Qual è il miglior sistema per eliminare la discriminazione fiscale del matrimonio che oggi, a livello federale, implica imposte più alte per i coniugi rispetto ai conviventi? A Berna è in corso una sorta di derby fra due soluzioni: quella approvata in giugno dal Parlamento (e tuttora oggetto di referendum) che prevede il passaggio all’imposizione individuale a livello federale, cantonale e comunale; e quella che invece vuole correggere il sistema attuale (solo a livello federale) mantenendo il principio dell’imposizione congiunta dei coniugi. Questa proposta è contenuta in un’iniziativa popolare del Centro che ieri il Nazionale, come prima Camera, ha respinto con 99 voti (PLR, PS, Verdi e Verdi liberali) contro 92 (UDC e Centro). La proposta di modifica costituzionale - intitolata «Sì a imposte federali eque anche per i coniugi. Basta con la discriminazione del matrimonio!» - stabilisce il principio del cumulo dei redditi dei coniugi nella dichiarazione fiscale ed esclude pertanto il passaggio all’imposizione individuale.

La penalizzazione fiscale del matrimonio era già stata denunciata dal Tribunale federale nel 1984. I Cantoni, chi in un modo chi un altro, avevano poi provveduto ad eliminarla, la Confederazione no. Per Centro e UDC, solo l’iniziativa popolare permette di risolvere il problema delle coppie sposate, senza svantaggiare le altre. La proposta avanza una soluzione semplice ed equa, che crea solo vincitori, ha affermato Benjamin Roduit (Centro/VS). L’iniziativa è «giusta, semplice da applicare e pienamente compatibile con i sistemi fiscali cantonali», ha aggiunto Roger Golay (MCG/GE) alludendo alla contrarietà dei Cantoni alla riforma sull’imposizione individuale. I due schieramenti si sono anche scontrate in relazione alle rispettive visioni della famiglia e della società: «Le famiglie, grazie al matrimonio, sono il pilastro e il futuro del Paese: solo loro possono colmare il deficit demografico», ha dichiarato Roduit. Da parte sua, Lorenzo Quadri (Lega) ha  criticato il passaggio all’imposizione individuale: a suo avviso, così facendo lo Stato «impone un preciso modello familiare, quello in cui entrambi i coniugi lavorano approssimativamente nella stessa misura.  Ma questa non è equità fiscale, è ideologia». L’eliminazione della penalizzazione fiscale del matrimonio è un obiettivo giusto, ma lo si può ottenere attraverso adeguamenti tariffari, senza quindi stravolgere il sistema. Inoltre, l’imposizione individuale sarebbe un «mostro burocratico» perché si dovrebbero esaminare 1,8 milioni di dichiarazioni in più.

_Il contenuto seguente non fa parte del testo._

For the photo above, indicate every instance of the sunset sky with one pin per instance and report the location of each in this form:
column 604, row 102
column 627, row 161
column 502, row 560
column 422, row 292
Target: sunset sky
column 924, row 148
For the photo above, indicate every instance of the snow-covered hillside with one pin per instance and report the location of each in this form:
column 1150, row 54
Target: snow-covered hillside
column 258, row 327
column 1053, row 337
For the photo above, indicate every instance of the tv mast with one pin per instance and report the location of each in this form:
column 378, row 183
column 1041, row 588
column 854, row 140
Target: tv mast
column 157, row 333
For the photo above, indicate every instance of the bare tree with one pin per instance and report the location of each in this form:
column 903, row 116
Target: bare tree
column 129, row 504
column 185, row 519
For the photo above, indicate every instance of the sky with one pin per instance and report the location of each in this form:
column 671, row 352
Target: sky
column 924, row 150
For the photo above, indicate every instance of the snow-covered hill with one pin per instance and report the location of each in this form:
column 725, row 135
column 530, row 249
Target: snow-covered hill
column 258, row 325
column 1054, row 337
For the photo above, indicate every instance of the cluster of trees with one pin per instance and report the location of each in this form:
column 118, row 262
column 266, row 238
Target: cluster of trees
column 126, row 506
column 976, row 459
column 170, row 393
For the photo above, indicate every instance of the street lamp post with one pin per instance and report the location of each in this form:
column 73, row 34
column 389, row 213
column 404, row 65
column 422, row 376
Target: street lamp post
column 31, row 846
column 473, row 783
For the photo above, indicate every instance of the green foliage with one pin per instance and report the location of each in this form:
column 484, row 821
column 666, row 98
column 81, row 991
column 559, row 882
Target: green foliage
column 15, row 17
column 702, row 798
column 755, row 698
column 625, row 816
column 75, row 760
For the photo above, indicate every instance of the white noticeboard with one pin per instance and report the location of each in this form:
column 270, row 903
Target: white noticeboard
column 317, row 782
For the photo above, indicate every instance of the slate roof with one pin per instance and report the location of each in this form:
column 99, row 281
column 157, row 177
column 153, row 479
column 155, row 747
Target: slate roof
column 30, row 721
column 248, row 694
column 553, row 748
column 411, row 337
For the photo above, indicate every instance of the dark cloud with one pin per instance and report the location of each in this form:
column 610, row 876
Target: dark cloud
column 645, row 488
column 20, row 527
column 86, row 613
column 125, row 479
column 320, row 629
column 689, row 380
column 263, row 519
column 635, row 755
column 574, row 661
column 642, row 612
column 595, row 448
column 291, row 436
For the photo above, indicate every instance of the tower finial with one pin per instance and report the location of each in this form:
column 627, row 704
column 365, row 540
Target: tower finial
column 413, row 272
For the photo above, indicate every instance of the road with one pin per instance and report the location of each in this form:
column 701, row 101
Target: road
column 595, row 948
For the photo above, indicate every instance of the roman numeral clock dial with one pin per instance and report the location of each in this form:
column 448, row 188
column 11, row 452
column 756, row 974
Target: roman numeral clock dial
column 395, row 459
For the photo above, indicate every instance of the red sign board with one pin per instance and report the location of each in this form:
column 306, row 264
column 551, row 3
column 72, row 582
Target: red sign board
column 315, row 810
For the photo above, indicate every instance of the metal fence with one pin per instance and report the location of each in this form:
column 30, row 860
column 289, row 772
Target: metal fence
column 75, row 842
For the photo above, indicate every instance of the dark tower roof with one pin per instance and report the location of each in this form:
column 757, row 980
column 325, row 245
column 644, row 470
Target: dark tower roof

Di parere radicalmente opposto PLR, PVL, PS e Verdi, secondo cui l’iniziativa del Centro, oltre ad essere troppo costosa (si stimano dai 670 milioni a 1,4 miliardi di franchi di minori entrate)  andrà a beneficio soprattutto di coloro che hanno alti redditi. A pagarne il conto, secondo Alex Farinelli (PLR), sarebbe il ceto medio. «L’equità promessa, sbandierata, si scioglierebbe come neve al sole. E attenzione, mentre da una parte si dice di voler eliminare la discriminazione delle coppie sposate, dall’altra si crea una nuova disuguaglianza, questa verso le coppie di fatto. Per loro niente doppio calcolo e niente scelta. È un po’ come se a una maratona dessimo le scarpe da corsa solo a chi ha l’anello al dito, mentre gli altri li facciamo correre a piedi nudi. Dov’è questa parità?». Le proposte del Centro comporterebbero inevitabilmente che i contribuenti non sposati paghino più tasse rispetto alle coppie sposate, ha aggiunto la consigliera federale Karin Keller-Sutter. Per il campo progressista e liberale, la soluzione passa dunque per l’imposizione individuale. Secondo Farinelli si tratta di «una riforma coerente, socialmente giusta, fiscalmente sostenibile e con effetti positivi sull’occupazione». Il dossier va ora agli Stati.